I'm trying to compare latencies of different node interconnects for a cluster. The goal is to minimize the memory access latency.
I have obtained some benchmarks regarding one of the hardware implementations of NUMA architecture with many CPUs. This indicates that:
- The latency of memory access directly connected to the CPU's socket is about 90ns.
- The latency of memory access connected to other CPU's socket which is connected by UPI to the CPU's socket is about 140ns (so one "hop" of UPI adds about 50ns).
- The latency of memory access via the considered NUMA interconnect is 370ns (so one "hop" of this interconnect adds about 280ns).
NUMA interconnects are quite specialized solutions, not possible to be used with the majority of hardware vendors. "Standard" interconnectors are InfiniBand, Ethernet and FibreChannel.

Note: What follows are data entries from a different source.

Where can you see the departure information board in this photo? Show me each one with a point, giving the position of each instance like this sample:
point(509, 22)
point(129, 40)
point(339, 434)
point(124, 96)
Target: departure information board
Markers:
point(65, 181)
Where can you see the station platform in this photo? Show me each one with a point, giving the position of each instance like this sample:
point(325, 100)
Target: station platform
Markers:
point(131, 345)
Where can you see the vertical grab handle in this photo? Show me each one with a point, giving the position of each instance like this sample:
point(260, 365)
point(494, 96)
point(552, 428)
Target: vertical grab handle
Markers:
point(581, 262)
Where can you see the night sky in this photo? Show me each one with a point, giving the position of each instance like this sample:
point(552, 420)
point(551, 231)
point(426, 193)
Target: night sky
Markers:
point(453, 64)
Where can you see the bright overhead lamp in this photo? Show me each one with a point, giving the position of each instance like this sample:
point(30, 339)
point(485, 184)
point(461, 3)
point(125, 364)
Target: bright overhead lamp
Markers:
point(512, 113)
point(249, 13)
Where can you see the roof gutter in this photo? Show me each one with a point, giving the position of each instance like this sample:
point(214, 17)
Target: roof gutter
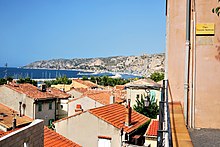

I'm looking for the latencies these interconnectors provide for memory accesses.
For example in the specification of one of EDR Infiniband switches it states that it offers "90ns port-to-port latency". If I understand correctly, port-to-port latency refers to the one introduced by the switch itself. To this latency we should add the NIC latency that is about 600ns (according to this), so this is about 90+2x600=1290[ns] of interconnector-related latency. (BTW the value 600ns seems suspiciously high compared to 90ns. Why is it so high?)
We should also expect some latency to be introduced by cables (passive copper or optical fiber). I guess it depends on its length, but I'm not sure what is the order of it. Light travels 1 meter in around 3ns, is it a good estimate?
The missing part is the time to access memory by NIC. I guess we should consider separate cases with RDMA and via CPU. Am I missing something else? Is my above reasoning correct?
My major question is: What is the expected latency in accessing memory within a different node of a cluster using "standard" interconnectors like InfiniBand, Ethernet or FibreChannel?
The reason I'm asking is that I'm trying to decompose my problem described in Current single system image solutions to smaller sub-problems.